YM Exclusive: Dodgeball Founders Leave Google
Getting Out of Dodge. Dennis Crowley, founder of the mobile social networking service Dodgeball, and Alex Rainert resigned from their positions at Google, which acquired the service in May 2005, effective Friday April 13th. When reached for comment, Crowley said, "It's really disappointing to leave Dodgeball behind, but I'm looking forward to getting back to work on other projects."Searching for clues? It's no secret to people who cover the space that Google put almost zero resources into building the service after acquisition - a familiar fate of other Google properties - which allowed similar location-focused mobile companies like Jaiku and Loopt to innovate around them. Ironically, Twitter, a simplified blogging service fully funded by the money Evan Williams made from the sale of Blogger to Google, was able to become the latest darling of the social tech blogosphere while Google stifled Dodgeball's in-house development.
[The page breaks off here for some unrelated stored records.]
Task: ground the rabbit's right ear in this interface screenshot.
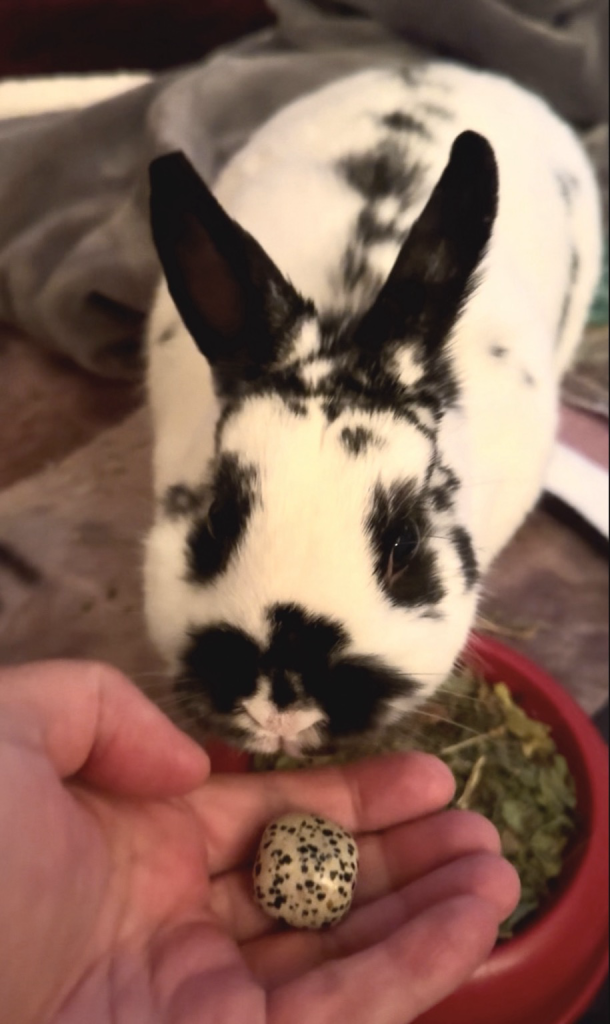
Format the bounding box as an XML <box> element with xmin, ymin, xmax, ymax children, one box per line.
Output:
<box><xmin>357</xmin><ymin>131</ymin><xmax>499</xmax><ymax>355</ymax></box>
<box><xmin>149</xmin><ymin>153</ymin><xmax>311</xmax><ymax>390</ymax></box>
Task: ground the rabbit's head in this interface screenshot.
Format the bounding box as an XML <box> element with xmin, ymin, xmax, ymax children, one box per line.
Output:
<box><xmin>151</xmin><ymin>133</ymin><xmax>497</xmax><ymax>753</ymax></box>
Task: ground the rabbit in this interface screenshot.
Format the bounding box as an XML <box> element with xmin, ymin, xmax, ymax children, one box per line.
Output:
<box><xmin>144</xmin><ymin>61</ymin><xmax>602</xmax><ymax>757</ymax></box>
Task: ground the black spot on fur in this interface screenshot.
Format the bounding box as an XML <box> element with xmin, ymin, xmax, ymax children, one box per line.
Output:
<box><xmin>555</xmin><ymin>171</ymin><xmax>580</xmax><ymax>208</ymax></box>
<box><xmin>419</xmin><ymin>103</ymin><xmax>455</xmax><ymax>121</ymax></box>
<box><xmin>557</xmin><ymin>247</ymin><xmax>580</xmax><ymax>344</ymax></box>
<box><xmin>0</xmin><ymin>542</ymin><xmax>43</xmax><ymax>587</ymax></box>
<box><xmin>429</xmin><ymin>466</ymin><xmax>460</xmax><ymax>512</ymax></box>
<box><xmin>162</xmin><ymin>483</ymin><xmax>204</xmax><ymax>519</ymax></box>
<box><xmin>366</xmin><ymin>483</ymin><xmax>446</xmax><ymax>607</ymax></box>
<box><xmin>285</xmin><ymin>396</ymin><xmax>307</xmax><ymax>419</ymax></box>
<box><xmin>356</xmin><ymin>206</ymin><xmax>403</xmax><ymax>246</ymax></box>
<box><xmin>451</xmin><ymin>526</ymin><xmax>480</xmax><ymax>590</ymax></box>
<box><xmin>383</xmin><ymin>111</ymin><xmax>431</xmax><ymax>139</ymax></box>
<box><xmin>341</xmin><ymin>245</ymin><xmax>373</xmax><ymax>294</ymax></box>
<box><xmin>341</xmin><ymin>427</ymin><xmax>379</xmax><ymax>455</ymax></box>
<box><xmin>339</xmin><ymin>139</ymin><xmax>419</xmax><ymax>203</ymax></box>
<box><xmin>187</xmin><ymin>456</ymin><xmax>256</xmax><ymax>583</ymax></box>
<box><xmin>157</xmin><ymin>324</ymin><xmax>179</xmax><ymax>345</ymax></box>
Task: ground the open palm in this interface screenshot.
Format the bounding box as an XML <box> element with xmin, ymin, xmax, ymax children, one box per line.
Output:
<box><xmin>0</xmin><ymin>663</ymin><xmax>518</xmax><ymax>1024</ymax></box>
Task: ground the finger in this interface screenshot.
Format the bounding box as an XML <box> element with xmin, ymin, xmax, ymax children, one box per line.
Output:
<box><xmin>0</xmin><ymin>662</ymin><xmax>208</xmax><ymax>798</ymax></box>
<box><xmin>268</xmin><ymin>896</ymin><xmax>497</xmax><ymax>1024</ymax></box>
<box><xmin>244</xmin><ymin>854</ymin><xmax>520</xmax><ymax>986</ymax></box>
<box><xmin>189</xmin><ymin>753</ymin><xmax>455</xmax><ymax>874</ymax></box>
<box><xmin>210</xmin><ymin>811</ymin><xmax>500</xmax><ymax>942</ymax></box>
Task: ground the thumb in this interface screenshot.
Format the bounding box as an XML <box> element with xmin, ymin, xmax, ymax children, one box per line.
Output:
<box><xmin>0</xmin><ymin>660</ymin><xmax>210</xmax><ymax>798</ymax></box>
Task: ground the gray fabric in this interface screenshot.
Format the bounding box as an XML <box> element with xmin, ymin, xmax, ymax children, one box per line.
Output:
<box><xmin>0</xmin><ymin>0</ymin><xmax>608</xmax><ymax>376</ymax></box>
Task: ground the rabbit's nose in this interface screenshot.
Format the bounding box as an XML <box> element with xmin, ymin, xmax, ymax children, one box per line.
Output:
<box><xmin>244</xmin><ymin>697</ymin><xmax>325</xmax><ymax>740</ymax></box>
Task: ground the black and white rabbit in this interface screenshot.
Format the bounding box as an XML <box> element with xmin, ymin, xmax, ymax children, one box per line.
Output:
<box><xmin>145</xmin><ymin>62</ymin><xmax>601</xmax><ymax>754</ymax></box>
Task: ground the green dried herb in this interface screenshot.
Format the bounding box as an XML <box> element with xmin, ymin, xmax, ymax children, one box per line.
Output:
<box><xmin>255</xmin><ymin>671</ymin><xmax>577</xmax><ymax>939</ymax></box>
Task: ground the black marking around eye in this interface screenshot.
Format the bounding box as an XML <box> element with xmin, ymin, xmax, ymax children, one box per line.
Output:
<box><xmin>366</xmin><ymin>483</ymin><xmax>446</xmax><ymax>608</ymax></box>
<box><xmin>451</xmin><ymin>526</ymin><xmax>481</xmax><ymax>590</ymax></box>
<box><xmin>340</xmin><ymin>427</ymin><xmax>382</xmax><ymax>456</ymax></box>
<box><xmin>0</xmin><ymin>542</ymin><xmax>43</xmax><ymax>587</ymax></box>
<box><xmin>176</xmin><ymin>604</ymin><xmax>421</xmax><ymax>743</ymax></box>
<box><xmin>383</xmin><ymin>111</ymin><xmax>432</xmax><ymax>139</ymax></box>
<box><xmin>186</xmin><ymin>455</ymin><xmax>256</xmax><ymax>583</ymax></box>
<box><xmin>176</xmin><ymin>625</ymin><xmax>260</xmax><ymax>715</ymax></box>
<box><xmin>162</xmin><ymin>483</ymin><xmax>205</xmax><ymax>519</ymax></box>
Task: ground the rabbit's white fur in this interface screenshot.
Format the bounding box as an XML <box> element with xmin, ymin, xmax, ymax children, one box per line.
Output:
<box><xmin>145</xmin><ymin>62</ymin><xmax>601</xmax><ymax>751</ymax></box>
No rest for the texted. While plans for Dodgeball have not been publicly announced (no one who's been following Google would be surprised if/when? they kill it), Crowley begins work Monday at Area/Code, maker of big urban games like PacManhattan, with Kevin Slavin and Frank Lantz. All three are instructors at NYU's Interactive Telecommunications Program where Crowley and Rainert were '04 graduates. Rainert has taken a position with IconNicholson, a digital agency.
Crowley plans to make an announcement through his Flickr page...a Yahoo! company. UPDATE: Here it is, Google "frustration."